You raise some interesting points. Granted, I’m making these statements as an outsider, but as someone who has a little bit of experience in having to promote my own business…
Publishing is THE WHOLE package. It’s both the words inside and the cover on the outside… it’s the editing, it’s the marketing campaign, it’s social networking. It involves SO much more than JUST the writing. In my opinion, you can’t compartmentalize and separate one part of the process from the other.
If you’re going to take the time to write a book and send it off into the world with it’s best chance of success, you need to have all the pieces of the publishing puzzle, and that includes the cover.

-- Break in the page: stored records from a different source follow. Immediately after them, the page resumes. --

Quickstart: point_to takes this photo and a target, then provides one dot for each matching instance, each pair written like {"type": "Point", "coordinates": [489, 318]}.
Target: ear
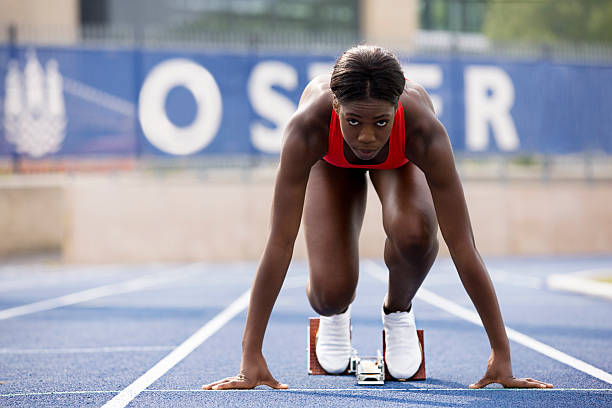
{"type": "Point", "coordinates": [336, 105]}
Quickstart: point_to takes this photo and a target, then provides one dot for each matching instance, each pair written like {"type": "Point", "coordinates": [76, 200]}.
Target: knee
{"type": "Point", "coordinates": [414, 236]}
{"type": "Point", "coordinates": [331, 298]}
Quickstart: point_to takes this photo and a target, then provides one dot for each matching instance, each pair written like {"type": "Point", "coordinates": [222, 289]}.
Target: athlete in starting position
{"type": "Point", "coordinates": [366, 118]}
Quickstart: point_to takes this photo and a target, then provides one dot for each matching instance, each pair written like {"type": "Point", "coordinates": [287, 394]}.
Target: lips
{"type": "Point", "coordinates": [366, 154]}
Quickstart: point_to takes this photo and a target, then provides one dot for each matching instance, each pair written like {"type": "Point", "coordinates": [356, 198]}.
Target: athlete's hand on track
{"type": "Point", "coordinates": [500, 371]}
{"type": "Point", "coordinates": [253, 372]}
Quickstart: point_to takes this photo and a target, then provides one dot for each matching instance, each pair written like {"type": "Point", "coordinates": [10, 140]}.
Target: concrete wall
{"type": "Point", "coordinates": [31, 217]}
{"type": "Point", "coordinates": [42, 21]}
{"type": "Point", "coordinates": [389, 23]}
{"type": "Point", "coordinates": [143, 219]}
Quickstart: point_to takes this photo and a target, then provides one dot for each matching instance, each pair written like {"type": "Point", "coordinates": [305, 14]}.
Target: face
{"type": "Point", "coordinates": [366, 125]}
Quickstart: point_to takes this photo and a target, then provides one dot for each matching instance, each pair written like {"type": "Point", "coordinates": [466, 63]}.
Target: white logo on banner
{"type": "Point", "coordinates": [34, 110]}
{"type": "Point", "coordinates": [156, 126]}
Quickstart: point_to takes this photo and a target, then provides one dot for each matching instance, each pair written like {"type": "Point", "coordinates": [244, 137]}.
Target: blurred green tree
{"type": "Point", "coordinates": [549, 21]}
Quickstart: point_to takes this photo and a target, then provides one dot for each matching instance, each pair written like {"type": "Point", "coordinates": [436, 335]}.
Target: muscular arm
{"type": "Point", "coordinates": [288, 203]}
{"type": "Point", "coordinates": [435, 157]}
{"type": "Point", "coordinates": [428, 146]}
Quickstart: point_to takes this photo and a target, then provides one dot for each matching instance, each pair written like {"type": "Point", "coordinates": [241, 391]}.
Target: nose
{"type": "Point", "coordinates": [366, 136]}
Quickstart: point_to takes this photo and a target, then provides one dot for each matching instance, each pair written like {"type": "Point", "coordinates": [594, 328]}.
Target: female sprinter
{"type": "Point", "coordinates": [367, 119]}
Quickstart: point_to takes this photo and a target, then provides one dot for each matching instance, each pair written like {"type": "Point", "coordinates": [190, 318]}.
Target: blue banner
{"type": "Point", "coordinates": [73, 102]}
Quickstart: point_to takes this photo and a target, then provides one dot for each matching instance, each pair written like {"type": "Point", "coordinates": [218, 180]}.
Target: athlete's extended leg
{"type": "Point", "coordinates": [333, 213]}
{"type": "Point", "coordinates": [410, 223]}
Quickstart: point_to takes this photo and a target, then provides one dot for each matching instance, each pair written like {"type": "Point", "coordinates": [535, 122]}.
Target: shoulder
{"type": "Point", "coordinates": [308, 128]}
{"type": "Point", "coordinates": [416, 102]}
{"type": "Point", "coordinates": [423, 129]}
{"type": "Point", "coordinates": [316, 101]}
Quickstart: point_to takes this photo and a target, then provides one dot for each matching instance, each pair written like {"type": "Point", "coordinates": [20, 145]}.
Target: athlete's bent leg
{"type": "Point", "coordinates": [410, 223]}
{"type": "Point", "coordinates": [333, 213]}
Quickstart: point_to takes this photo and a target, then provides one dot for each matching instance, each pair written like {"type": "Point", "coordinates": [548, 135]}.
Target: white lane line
{"type": "Point", "coordinates": [179, 353]}
{"type": "Point", "coordinates": [362, 389]}
{"type": "Point", "coordinates": [380, 273]}
{"type": "Point", "coordinates": [95, 293]}
{"type": "Point", "coordinates": [77, 350]}
{"type": "Point", "coordinates": [582, 282]}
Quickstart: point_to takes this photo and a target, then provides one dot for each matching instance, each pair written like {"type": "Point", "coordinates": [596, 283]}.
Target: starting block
{"type": "Point", "coordinates": [368, 370]}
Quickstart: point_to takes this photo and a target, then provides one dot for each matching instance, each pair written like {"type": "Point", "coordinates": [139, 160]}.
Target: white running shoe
{"type": "Point", "coordinates": [403, 350]}
{"type": "Point", "coordinates": [334, 342]}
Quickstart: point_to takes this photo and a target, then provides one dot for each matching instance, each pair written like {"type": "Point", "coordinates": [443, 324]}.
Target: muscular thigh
{"type": "Point", "coordinates": [408, 211]}
{"type": "Point", "coordinates": [333, 214]}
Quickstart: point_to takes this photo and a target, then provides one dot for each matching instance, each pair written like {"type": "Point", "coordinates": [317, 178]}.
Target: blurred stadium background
{"type": "Point", "coordinates": [149, 130]}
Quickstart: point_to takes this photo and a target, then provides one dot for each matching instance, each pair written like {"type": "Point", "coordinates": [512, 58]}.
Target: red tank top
{"type": "Point", "coordinates": [397, 145]}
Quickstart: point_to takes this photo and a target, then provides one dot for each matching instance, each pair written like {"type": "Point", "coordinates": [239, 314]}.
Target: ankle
{"type": "Point", "coordinates": [389, 310]}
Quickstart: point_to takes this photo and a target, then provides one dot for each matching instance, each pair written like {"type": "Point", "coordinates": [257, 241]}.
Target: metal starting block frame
{"type": "Point", "coordinates": [368, 370]}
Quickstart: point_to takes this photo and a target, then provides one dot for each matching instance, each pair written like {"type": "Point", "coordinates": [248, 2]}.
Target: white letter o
{"type": "Point", "coordinates": [157, 128]}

I do think that budget constraints sometimes make authors choose between perhaps editing and something like a cover. But I think both parts are equally important. If your budget does not allow you to hire a designer, then perhaps it might be better to wait until you can, or find an alternative (a talented graphic design student/aspiring photographer who needs to build a portfolio, etc.).
All that to say, I agree, the cover doesn’t mean it’ll be good every time and a bad cover doesn’t mean a book is awful. But essentially it’s about PERCEPTION. The cover is an author’s billboard to potential readers, their first impression of a book, the gateway. So in many ways it’s just as important as the quality of story within. Because if the average reader doesn’t like what they see, they’ll move on never giving that story a chance.
Excellent cover choices Dani! I agree with your post 100% and recently redesigned my covers for that very reason!
Thanks so much for including my cover in your best of the week. I am honored. As an author, and a very visual person, a picture is almost worth a thousand words–I strive to craft my stories with as much detail as the cover portrays. This cover is a modern intereptation of a famous sketch by Charles Allan Gilbert showing the striking symbols of vanity: the mirror and the skull. Happy reading.
I love the 1st one the most! I like them all, but definitely that one the most.
I love the Indie Carnival! And I totally agree a nice cover could make or break your book and would totally buy the physical version instead of an e-book one if the cover is super amazing!